Doesn’t that distort the measure of success for the poorest performers? “It’s OK Johnny, we know you would have done well in math if you weren’t poor, so here’s an A for effort!”
I also enjoyed how they think separating things into different sentences tries to gloss over the policy statements:
first, you have the choice:
The Governor recommends that school districts can choose which assessments are administered.
later, except if your choice is this one:
The Governor recommends that the Superintendent be barred from administering the the SMARTER Balanced Assessment or from participating in the Consortium.
NOT A FAN of any plan that tries to weight performance based on economic standing of the students.
I like the one about special prosecutors having to be approved by the state DOJ. Planning for another ethics investigation already are we Scotty?
Probably all right out of the corporate ALEC playbook for fascist Republicans. Walker and Republicans cannot be trusted with anything as they continue to pummel Wisconsin citizens with these extremist fascist policies. Walker is a proven liar and corrupt self-serving politician that lies more than 75% of the time according to Politifact,
Wisconsin will continue the downward trajectory it is on while these people loot from taxpayers.
I am repulsed that I have to send a dime in taxes to these scum politicians.
Do a shot every time David C. mentions ALEC or fascist Republicans in a one week period. You’re dead in 2 hours.
My newest “who would I love to put in a small room together” is David C and WCD. I think we could charge tickets to that event.
I’d pay to see that. Gladly. It could be similar to that weird reality show I saw a preview for that stranded a Dem and Rep on an island together (or something like that).
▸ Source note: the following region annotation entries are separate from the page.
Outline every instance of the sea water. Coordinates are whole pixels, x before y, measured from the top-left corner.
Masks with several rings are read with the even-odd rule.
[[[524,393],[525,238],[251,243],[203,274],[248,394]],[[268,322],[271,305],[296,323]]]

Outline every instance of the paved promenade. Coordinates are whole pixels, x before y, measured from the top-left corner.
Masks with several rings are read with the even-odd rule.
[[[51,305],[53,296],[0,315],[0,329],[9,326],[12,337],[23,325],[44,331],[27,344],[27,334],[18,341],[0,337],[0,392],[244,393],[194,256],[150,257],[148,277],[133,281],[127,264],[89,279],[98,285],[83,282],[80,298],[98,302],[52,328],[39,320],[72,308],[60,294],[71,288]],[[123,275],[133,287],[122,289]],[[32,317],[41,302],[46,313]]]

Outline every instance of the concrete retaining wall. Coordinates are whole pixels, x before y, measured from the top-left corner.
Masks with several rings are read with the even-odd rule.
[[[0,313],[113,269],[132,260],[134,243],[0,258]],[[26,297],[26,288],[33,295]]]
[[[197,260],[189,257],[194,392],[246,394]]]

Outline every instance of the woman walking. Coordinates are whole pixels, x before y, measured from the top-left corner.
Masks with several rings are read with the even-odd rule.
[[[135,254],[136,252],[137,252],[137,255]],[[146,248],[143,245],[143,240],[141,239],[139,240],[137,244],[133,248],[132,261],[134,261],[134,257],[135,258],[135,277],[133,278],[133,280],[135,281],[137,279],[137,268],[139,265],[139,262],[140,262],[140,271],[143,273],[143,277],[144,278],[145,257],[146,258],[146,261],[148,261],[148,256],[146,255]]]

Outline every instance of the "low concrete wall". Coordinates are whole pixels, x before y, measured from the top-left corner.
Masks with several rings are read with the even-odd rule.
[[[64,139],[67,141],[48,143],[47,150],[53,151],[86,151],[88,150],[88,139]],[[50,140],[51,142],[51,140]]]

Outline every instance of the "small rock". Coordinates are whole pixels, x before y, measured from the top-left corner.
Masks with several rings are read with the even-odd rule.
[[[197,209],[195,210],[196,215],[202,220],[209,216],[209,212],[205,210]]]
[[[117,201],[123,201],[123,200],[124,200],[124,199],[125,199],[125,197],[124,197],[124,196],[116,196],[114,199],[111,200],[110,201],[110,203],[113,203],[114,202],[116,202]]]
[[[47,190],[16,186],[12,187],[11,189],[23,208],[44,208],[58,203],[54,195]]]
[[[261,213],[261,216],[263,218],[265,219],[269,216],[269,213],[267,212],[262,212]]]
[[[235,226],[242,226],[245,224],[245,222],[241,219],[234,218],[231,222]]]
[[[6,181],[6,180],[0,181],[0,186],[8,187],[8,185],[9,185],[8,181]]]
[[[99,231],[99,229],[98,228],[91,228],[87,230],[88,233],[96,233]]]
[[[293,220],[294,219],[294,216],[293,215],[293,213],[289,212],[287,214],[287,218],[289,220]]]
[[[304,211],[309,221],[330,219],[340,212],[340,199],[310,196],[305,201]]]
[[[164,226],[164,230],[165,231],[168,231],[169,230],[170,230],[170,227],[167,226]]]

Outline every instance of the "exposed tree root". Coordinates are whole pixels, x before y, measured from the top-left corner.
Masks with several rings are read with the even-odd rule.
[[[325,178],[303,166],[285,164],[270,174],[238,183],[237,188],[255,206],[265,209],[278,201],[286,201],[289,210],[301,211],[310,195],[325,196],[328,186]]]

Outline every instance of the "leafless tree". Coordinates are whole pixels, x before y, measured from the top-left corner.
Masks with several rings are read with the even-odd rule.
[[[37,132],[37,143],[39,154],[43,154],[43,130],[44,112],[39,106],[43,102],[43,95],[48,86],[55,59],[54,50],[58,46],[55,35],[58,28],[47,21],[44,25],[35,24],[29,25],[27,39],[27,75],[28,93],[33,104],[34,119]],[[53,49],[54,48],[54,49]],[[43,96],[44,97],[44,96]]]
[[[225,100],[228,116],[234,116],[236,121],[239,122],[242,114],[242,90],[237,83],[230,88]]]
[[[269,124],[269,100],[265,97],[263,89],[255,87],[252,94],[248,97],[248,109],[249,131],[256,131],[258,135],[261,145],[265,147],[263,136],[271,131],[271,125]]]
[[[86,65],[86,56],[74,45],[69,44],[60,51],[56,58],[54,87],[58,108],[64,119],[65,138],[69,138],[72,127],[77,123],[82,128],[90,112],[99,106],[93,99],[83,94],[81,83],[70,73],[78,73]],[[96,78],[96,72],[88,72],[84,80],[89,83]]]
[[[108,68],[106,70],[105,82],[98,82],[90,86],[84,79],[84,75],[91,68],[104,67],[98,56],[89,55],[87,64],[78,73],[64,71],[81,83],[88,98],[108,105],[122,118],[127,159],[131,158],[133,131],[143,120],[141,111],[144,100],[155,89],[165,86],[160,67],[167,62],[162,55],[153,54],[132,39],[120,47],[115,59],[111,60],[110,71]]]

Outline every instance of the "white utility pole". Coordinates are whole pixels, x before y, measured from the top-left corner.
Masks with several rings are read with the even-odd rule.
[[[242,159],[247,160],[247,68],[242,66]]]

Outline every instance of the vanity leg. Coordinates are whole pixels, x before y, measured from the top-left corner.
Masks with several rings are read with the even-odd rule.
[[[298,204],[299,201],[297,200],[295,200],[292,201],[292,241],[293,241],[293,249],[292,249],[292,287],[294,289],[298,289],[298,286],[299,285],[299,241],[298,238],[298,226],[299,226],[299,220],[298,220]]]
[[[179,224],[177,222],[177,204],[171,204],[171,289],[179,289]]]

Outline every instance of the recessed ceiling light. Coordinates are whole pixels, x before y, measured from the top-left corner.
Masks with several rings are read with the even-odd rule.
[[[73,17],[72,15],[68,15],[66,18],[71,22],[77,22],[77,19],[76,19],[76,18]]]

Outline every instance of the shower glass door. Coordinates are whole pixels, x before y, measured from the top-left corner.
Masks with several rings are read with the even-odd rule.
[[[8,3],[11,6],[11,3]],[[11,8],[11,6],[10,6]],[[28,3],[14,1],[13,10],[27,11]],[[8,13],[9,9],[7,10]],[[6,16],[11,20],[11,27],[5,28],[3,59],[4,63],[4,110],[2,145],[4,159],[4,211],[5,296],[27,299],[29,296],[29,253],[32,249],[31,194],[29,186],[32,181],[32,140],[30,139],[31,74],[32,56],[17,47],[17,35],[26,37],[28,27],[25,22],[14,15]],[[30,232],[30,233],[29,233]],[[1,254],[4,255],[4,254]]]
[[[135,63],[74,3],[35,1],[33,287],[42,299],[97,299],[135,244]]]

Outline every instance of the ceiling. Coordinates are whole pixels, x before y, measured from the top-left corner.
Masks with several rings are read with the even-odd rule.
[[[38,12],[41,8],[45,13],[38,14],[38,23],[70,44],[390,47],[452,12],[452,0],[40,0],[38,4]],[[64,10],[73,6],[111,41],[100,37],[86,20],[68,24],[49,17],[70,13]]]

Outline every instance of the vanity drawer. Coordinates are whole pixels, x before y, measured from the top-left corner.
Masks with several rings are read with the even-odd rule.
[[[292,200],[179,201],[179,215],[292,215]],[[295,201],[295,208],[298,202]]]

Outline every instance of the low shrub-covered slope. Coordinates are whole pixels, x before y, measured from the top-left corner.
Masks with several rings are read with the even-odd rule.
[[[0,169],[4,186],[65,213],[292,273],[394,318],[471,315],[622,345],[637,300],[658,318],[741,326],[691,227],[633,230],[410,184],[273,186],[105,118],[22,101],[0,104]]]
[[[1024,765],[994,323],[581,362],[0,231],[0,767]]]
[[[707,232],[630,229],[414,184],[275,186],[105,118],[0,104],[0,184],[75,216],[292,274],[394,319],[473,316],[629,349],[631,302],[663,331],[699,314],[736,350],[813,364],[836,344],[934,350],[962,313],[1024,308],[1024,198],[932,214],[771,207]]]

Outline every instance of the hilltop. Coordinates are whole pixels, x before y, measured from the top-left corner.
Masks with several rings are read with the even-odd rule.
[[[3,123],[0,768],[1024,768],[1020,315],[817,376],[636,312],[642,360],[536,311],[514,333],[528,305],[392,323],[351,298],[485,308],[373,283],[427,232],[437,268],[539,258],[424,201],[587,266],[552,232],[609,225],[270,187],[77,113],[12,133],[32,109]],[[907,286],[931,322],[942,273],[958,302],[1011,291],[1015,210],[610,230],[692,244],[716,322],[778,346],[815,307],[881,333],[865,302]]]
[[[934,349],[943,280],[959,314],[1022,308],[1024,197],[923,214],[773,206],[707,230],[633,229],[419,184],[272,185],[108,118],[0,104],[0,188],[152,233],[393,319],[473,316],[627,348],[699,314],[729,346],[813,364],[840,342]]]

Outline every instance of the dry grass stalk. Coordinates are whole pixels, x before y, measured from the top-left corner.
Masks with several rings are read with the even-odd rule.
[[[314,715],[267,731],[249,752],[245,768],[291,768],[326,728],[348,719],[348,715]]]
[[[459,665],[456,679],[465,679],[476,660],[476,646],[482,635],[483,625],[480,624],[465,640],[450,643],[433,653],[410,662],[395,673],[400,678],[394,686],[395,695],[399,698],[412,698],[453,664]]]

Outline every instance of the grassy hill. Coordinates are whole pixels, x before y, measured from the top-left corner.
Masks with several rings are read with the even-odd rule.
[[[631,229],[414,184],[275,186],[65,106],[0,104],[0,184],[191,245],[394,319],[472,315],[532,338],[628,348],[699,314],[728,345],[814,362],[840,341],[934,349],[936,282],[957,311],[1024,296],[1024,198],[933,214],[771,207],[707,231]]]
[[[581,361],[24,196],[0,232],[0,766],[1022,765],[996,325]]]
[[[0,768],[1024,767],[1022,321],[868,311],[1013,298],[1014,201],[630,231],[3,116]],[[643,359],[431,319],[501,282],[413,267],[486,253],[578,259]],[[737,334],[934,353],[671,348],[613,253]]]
A dem and a rep on an island — free from a caucus, separated from their like-minded ilk blindly pushing an ideology, unreachable by lobbyists, etc — might actually accomplish something by rationally discussing the issues. Aw, shucks, I’m dreaming again..the stronger one will probably just kill and eat the other one.
Many people in our community have no idea what ALEC is and how the laws Walker uses were written by corporations for their benefit. I do not see how any of these are real conservative measures. They are extremists policies and a version of 21st century fascism.
Citizens have no real control of government. Many of our politicians are bought off and do the bidding of their benefactors. Two thirds of their time is spent begging for money, all at our expense and paid for by us in taxes for their salaries. Politicians like Walker are dangerous, erode freedom and rights, and are the enemy of democracy and citizens that expect honest, trustworthy, decent, efficient, government. Walker and his cronies are the polar opposite.
I am retired and while I hope for better days, that may not be possible in my remaining years on this earth with all the crooked, “idiotes” and fools we have running government.. I do hope for so much better than the likes of Walker, and it is insulting and repulsive to think that media has this crook on a pedestal for a possible presidential run. He has led Wisconsin to worst in class in the Midwest.
Beatings will continue till morale improves.
“Beatings will continue till morale improves??”